Dia desses uma pequenina nota com apenas 108 palavras, divulgada na versão digital de um veículo da grande imprensa brasileira aparentemente com a pretensão de abordar o complexo tema "o poder do cabelo", mereceu muitos comentários de internautas. Mulheres e homens ora posicionaram-se a favor dos termos utilizados para a redação, ora teceram críticas por considerá-los discriminatórios.
Ainda que isto possa soar antipático, não vou fornecer maiores detalhes nem da nota nem dos comentários. Assumo tal decisão por entender que, sendo um veículo de comunicação a serviço dos afro-descendentes, convém sintonizar com a reflexão de Stuart Hall (2000) para a relação da identidade cultural com as questões: "'quem nós podemos nos tornar', ‘como nós temos sido representados' e ‘como essa representação afeta a forma como nós podemos representar a nós próprios'". Hall argumenta que a fala ocorre sempre a partir de uma posição histórica e cultural específica, sendo fundamental levar em conta quem fala e qual é a representação que advém desta fala.

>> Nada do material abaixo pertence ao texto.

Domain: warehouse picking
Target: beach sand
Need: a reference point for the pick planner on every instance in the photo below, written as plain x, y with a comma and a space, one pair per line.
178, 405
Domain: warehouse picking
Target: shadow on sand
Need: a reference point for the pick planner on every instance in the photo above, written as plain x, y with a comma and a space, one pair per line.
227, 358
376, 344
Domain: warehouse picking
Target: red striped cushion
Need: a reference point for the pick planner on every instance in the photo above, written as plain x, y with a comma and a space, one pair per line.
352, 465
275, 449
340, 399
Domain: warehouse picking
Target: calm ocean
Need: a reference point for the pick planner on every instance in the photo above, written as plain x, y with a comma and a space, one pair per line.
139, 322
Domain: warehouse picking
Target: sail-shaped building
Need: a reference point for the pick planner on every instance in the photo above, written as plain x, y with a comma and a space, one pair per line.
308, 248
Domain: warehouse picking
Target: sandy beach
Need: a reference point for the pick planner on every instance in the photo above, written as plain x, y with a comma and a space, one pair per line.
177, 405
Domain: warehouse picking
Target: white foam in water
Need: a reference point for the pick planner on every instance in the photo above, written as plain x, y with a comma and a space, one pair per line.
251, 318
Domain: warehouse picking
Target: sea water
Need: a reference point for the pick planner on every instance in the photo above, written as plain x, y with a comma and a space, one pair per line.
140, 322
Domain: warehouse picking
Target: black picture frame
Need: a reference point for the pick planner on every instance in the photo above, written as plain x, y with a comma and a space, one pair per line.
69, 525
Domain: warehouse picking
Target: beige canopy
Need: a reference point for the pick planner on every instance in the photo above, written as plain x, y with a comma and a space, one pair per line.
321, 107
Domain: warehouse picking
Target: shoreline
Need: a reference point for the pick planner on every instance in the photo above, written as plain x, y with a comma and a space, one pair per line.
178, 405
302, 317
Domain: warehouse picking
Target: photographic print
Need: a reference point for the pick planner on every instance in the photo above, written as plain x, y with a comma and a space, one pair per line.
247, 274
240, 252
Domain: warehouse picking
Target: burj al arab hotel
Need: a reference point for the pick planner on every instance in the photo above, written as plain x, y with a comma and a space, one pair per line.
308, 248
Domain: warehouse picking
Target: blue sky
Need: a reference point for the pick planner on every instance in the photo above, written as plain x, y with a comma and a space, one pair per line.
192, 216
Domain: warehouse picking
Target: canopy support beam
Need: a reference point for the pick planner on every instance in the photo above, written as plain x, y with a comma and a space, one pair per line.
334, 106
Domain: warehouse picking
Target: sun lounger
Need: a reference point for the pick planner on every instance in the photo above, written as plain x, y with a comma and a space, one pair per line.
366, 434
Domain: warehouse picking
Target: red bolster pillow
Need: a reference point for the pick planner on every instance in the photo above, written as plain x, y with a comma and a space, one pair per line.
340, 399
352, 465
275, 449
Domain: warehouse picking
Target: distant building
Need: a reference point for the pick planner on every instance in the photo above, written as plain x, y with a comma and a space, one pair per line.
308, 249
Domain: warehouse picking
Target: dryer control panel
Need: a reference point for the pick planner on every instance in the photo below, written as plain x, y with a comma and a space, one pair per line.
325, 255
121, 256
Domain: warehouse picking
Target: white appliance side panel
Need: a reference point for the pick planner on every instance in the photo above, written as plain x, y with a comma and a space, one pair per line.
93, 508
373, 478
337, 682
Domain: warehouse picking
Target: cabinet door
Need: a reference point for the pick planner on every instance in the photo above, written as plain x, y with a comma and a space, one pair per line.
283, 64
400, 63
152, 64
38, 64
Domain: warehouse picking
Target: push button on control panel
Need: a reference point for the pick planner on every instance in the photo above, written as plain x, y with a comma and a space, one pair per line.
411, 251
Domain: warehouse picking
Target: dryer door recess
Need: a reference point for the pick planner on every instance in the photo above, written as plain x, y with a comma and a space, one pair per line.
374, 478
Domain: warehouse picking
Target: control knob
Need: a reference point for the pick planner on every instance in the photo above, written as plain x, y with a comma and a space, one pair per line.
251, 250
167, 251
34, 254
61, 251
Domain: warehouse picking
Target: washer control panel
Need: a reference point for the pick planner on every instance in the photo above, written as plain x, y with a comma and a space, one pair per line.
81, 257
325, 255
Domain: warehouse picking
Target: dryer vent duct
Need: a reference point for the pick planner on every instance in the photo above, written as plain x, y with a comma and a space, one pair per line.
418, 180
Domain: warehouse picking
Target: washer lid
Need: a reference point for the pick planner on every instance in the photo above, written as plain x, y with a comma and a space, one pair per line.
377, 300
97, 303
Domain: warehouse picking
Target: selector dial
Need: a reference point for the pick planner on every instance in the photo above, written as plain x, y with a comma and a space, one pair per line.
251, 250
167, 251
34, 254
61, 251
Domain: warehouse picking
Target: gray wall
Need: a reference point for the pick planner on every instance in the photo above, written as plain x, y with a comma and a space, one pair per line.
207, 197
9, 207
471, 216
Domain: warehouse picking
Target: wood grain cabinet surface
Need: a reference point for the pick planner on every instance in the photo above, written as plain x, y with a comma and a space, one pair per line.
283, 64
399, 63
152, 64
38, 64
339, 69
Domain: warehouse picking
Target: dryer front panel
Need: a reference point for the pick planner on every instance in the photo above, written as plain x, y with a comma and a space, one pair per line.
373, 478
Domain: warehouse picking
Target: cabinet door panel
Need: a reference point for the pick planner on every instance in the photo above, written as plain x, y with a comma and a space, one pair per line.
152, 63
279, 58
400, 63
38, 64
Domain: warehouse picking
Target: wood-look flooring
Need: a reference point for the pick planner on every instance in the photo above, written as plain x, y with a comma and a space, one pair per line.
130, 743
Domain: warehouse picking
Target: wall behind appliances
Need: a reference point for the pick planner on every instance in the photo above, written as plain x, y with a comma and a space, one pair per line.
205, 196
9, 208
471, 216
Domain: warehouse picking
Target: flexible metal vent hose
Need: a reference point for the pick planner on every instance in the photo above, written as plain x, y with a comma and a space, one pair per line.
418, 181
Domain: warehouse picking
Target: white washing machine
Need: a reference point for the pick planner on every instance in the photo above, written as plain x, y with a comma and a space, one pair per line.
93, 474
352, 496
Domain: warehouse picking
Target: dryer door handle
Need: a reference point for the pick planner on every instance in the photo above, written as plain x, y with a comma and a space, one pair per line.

Ou seja, cabe somente a nós mesmos, mulheres negras e homens negros, buscarmos a fórmula adequada para a nossa própria representação. A grande mídia brasileira definitivamente não fará isso. Regra geral, explicita Muniz Sodré (1999), o discurso midiático catalisa expressões políticas e institucionais sobre as relações inter-raciais a partir de "uma tradição intelectual elitista que, de uma maneira ou de outra, legitima a desigualdade social pela cor da pele"; modela as atitudes discriminatórias e desempenha "papel central tanto na produção quanto na reprodução do preconceito e do racismo".
Pois bem, voltemos ao tema abordado pela tal notinha do tal veículo da grande mídia. Segundo Nelma Lopes Cardoso (2007), "mais de 70% dos brasileiros têm cabelos crespos, que vão do encaracolado ao mais crespo". Um dado bastante significativo, uma vez que vários estudos consideram que o cabelo é um dos pontos mais vulneráveis no corpo negro.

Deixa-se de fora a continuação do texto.